The building provides staff and students with unprecedented access to facilities including some 2,000 square metres of multipurpose biomechanical, pharmaceutical and microbiological laboratory space. Sophisticated postgraduate facilities include a PC3 laboratory that allows researchers to investigate pathogens in an airtight space with absolute safety.
A Chemplus model pharmacy has also been added to help students gain experience needed to carry out their vital role.
Born in London in 1922, Dr Hetzel has spent most of his life in Adelaide, but his vision and influence stretch far beyond state and national boundaries. In the 1960s, he led research in Papua New Guinea that identified the link between iodine deficiency and significant brain damage in unborn children.

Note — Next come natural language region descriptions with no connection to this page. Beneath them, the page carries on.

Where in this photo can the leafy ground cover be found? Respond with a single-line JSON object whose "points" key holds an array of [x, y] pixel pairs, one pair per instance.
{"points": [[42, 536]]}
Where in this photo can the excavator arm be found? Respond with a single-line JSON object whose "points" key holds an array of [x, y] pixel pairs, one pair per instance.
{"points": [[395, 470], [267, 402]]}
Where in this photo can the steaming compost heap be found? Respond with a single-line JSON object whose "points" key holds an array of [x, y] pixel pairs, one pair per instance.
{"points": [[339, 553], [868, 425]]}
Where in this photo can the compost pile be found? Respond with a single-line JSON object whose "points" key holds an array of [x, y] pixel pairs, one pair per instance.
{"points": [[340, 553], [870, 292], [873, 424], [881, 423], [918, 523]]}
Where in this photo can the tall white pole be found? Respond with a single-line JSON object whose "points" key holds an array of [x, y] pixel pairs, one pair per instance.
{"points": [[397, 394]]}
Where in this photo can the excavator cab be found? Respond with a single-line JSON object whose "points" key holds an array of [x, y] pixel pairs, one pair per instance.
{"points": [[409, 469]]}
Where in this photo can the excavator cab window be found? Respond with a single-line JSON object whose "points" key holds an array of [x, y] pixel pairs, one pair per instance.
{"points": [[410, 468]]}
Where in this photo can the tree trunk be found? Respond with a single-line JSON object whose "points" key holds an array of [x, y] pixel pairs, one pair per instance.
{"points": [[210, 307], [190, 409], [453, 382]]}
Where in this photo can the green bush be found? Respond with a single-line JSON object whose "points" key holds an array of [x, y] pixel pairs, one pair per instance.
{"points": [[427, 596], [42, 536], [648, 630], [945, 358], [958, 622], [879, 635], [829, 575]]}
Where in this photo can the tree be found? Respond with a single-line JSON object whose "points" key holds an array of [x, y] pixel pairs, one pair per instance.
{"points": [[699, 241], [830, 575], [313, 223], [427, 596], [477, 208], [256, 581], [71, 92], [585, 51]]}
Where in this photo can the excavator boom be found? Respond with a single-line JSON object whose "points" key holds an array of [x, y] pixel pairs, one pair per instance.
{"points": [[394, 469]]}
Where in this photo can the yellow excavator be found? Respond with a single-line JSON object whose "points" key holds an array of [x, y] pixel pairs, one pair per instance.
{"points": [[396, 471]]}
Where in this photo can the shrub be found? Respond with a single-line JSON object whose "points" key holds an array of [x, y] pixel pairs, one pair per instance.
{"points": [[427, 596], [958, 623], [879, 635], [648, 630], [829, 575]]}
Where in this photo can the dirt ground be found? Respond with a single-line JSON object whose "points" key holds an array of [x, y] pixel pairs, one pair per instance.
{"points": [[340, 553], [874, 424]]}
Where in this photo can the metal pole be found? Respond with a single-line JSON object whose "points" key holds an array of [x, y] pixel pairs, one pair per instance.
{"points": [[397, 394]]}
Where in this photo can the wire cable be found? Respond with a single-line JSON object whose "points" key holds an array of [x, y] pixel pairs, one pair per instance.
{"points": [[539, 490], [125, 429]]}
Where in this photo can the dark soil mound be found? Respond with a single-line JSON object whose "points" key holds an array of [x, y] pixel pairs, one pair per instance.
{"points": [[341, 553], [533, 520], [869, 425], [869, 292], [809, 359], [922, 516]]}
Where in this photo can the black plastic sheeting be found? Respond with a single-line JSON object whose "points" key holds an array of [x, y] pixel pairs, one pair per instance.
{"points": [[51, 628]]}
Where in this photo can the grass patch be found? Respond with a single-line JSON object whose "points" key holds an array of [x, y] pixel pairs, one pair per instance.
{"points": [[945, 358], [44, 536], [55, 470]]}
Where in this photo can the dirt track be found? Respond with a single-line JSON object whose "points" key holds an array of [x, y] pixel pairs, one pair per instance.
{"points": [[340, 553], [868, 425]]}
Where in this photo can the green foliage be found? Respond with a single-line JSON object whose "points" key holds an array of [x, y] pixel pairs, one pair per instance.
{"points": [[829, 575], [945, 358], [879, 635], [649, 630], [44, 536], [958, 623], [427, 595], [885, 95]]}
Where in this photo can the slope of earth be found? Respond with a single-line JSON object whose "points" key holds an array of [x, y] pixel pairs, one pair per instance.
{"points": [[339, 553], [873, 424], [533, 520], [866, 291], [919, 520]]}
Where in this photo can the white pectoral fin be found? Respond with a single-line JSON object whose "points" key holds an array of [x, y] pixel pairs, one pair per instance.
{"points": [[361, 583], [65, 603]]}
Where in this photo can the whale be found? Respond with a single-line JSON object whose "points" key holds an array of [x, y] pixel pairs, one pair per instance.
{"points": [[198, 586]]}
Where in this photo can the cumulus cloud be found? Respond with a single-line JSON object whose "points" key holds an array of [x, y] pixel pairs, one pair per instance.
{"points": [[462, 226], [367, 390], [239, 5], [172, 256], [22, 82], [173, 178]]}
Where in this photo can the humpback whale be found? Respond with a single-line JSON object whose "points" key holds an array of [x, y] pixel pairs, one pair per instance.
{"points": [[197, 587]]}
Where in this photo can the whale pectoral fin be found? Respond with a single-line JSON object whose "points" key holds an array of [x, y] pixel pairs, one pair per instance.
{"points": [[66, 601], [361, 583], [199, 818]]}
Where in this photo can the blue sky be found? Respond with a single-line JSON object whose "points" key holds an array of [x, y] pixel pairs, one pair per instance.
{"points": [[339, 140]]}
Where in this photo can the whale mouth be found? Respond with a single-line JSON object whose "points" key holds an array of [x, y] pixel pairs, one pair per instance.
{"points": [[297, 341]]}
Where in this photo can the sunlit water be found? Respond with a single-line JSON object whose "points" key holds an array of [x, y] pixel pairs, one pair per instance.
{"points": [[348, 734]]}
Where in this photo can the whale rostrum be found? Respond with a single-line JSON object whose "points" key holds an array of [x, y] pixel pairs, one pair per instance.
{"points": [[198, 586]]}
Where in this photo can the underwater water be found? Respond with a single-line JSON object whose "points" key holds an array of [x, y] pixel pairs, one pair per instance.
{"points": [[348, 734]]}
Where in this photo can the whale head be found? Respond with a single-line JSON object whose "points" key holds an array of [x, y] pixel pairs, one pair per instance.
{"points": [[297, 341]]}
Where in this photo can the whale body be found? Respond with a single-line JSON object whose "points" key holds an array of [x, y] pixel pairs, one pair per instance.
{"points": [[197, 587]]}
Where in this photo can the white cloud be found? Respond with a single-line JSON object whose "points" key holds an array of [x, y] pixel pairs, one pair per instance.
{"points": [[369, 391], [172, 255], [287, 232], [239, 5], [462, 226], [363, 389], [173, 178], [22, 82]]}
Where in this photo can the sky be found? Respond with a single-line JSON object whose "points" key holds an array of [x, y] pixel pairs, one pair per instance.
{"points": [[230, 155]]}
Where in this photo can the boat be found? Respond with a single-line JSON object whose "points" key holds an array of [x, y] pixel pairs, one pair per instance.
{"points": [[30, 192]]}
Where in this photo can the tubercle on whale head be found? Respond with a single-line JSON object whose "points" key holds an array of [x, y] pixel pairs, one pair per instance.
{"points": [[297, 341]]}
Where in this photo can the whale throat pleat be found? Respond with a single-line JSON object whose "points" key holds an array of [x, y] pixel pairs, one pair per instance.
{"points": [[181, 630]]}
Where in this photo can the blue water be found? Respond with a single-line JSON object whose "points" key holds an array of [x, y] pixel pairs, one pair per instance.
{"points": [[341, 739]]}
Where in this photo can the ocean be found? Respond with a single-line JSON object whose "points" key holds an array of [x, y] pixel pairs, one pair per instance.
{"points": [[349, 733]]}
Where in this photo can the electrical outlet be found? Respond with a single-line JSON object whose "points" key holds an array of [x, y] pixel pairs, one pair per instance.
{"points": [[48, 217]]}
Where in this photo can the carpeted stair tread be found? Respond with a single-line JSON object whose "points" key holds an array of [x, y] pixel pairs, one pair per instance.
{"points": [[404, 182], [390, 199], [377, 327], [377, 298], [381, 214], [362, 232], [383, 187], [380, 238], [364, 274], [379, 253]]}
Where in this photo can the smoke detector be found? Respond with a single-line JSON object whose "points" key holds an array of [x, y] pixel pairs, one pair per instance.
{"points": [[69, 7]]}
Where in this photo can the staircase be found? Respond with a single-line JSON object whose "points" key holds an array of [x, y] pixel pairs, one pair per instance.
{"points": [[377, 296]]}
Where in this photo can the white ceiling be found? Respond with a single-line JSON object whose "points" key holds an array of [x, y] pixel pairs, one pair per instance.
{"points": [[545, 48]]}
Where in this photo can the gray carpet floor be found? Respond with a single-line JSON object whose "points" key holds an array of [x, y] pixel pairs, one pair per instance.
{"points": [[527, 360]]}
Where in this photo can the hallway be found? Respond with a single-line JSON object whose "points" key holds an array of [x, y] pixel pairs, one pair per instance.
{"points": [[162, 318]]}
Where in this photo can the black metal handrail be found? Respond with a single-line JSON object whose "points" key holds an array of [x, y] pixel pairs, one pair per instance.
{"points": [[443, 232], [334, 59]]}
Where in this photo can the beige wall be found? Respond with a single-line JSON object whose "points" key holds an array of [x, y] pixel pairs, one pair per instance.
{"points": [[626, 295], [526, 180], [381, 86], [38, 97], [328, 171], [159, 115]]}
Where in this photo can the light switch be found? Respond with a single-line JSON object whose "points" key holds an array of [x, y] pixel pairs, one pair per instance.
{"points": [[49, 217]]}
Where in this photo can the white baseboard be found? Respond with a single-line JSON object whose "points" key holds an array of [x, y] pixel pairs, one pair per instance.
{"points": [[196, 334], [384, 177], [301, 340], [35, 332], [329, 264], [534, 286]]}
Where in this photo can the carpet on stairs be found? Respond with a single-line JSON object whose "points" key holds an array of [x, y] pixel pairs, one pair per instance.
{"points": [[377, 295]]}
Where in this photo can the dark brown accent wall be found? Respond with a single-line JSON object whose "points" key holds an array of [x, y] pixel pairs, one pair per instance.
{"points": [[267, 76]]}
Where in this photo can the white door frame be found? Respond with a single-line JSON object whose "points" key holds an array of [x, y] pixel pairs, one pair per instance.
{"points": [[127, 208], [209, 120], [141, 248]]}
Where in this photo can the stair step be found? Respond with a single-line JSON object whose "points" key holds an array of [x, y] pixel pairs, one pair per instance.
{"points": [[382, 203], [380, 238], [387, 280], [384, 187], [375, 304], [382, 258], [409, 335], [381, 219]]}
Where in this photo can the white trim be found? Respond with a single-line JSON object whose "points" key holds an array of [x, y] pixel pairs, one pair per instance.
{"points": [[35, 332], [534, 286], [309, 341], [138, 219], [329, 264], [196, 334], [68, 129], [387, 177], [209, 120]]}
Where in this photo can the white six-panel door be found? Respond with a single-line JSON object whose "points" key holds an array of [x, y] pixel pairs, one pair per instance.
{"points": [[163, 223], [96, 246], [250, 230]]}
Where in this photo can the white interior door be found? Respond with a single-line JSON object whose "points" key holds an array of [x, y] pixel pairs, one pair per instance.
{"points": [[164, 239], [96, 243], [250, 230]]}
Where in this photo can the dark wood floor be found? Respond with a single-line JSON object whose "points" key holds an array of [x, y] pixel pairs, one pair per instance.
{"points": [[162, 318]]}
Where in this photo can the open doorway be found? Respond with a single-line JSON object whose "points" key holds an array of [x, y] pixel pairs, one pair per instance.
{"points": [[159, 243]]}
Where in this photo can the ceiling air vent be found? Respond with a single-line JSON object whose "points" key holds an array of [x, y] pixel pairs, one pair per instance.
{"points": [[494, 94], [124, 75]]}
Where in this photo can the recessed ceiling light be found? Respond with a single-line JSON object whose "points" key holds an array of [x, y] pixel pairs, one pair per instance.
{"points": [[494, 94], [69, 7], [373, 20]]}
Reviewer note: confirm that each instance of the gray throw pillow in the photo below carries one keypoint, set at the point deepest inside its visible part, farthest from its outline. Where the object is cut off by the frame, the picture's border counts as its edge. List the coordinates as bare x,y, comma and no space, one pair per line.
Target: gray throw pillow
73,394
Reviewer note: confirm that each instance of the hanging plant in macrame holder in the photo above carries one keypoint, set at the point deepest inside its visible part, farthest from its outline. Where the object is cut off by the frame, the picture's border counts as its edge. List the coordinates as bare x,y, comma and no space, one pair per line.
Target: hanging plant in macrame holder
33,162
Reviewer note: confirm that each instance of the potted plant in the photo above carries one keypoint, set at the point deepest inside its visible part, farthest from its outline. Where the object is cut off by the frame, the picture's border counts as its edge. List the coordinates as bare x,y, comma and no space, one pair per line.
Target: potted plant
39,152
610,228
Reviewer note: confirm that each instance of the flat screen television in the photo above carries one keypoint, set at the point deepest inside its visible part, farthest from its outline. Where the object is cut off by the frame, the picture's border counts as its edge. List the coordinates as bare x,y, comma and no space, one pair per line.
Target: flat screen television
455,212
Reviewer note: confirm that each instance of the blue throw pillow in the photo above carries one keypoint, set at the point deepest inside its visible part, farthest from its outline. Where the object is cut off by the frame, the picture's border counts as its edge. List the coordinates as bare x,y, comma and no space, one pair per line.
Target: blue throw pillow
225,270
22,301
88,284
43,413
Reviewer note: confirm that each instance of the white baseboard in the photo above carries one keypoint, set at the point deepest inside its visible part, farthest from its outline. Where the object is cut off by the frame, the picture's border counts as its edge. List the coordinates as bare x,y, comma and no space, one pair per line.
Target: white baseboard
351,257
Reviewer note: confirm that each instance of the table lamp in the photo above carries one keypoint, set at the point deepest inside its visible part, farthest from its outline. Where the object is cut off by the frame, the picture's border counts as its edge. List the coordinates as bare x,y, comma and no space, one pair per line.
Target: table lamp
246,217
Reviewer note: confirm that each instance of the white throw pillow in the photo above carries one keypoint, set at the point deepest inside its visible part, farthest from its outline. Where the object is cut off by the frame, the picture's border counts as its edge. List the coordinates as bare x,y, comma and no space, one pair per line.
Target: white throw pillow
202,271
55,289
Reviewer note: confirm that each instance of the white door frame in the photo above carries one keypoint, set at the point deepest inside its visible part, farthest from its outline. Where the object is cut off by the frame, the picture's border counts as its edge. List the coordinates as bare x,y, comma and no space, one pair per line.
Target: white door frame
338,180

The global prevention of this problem became his major life work and, as a result, Dr Hetzel has helped to dramatically improve the lives of millions of people worldwide.
Dr Hetzel was Reader and Professor of Medicine at the University of Adelaide from 1956 to 1968, Foundation Professor of Social and Preventative Medicine at Monash University from 1968 to 1975, Chief of the CSIRO Division of Human Nutrition from 1975 to 1985, and Lieutenant Governor of South Australia from 1992 to 2000. He has received numerous awards for his achievements and contributions to global public health.
Proudly, Dr Hetzel was also Chancellor of the University of South Australia from 1992 to 1998, and is acknowledged as one of Australia’s National Living Treasures.